The report said the order which awarded El-Zakzaky a sum of N25 million as restitution has also not been complied with.
“Human rights groups continued to report the federal government often failed to prevent, quell, or respond to violence affecting religious groups, particularly in the north eastern and central regions of the country,” the report read.
“In November, Kano State police fired tear gas and bullets, killing three members of the Islamic Movement in Nigeria during its annual Ashura procession. The government continued to detain the leader of the IMN, the country’s largest Shia group, and restrict the activities, free movement, and free association of its members.
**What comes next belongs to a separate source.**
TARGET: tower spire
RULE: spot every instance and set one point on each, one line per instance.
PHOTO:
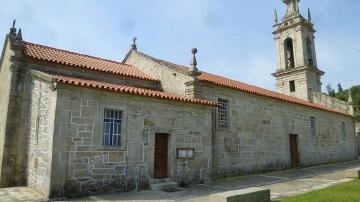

“There were no reports of accountability for soldiers implicated in the December 2015 clash between the army and IMN members that, according to a Kaduna State Government report and reports from non-government observers, left at least 348 IMN members and one soldier dead, with IMN members buried in a mass grave.
“The government stated publicly that Sheikh El-Zakzaky, leader of the IMN and a prominent Shia cleric, would remain in what it said was ‘protective custody’ pending the appeal of the December 2016 decision of the Federal High Court in Abuja that the government must release him.
“At year’s end, El-Zakzaky remained in prison. The court also ruled that the government must provide him with a house and pay him and his wife restitution of N25m ($69,600) by January 15; at year’s end, the court’s order had yet to be followed.”
It also noted that human rights observers have expressed concern that a presidential investigative panel set up by then Acting President Yemi Osinbajo to check such excesses “lack transparency”.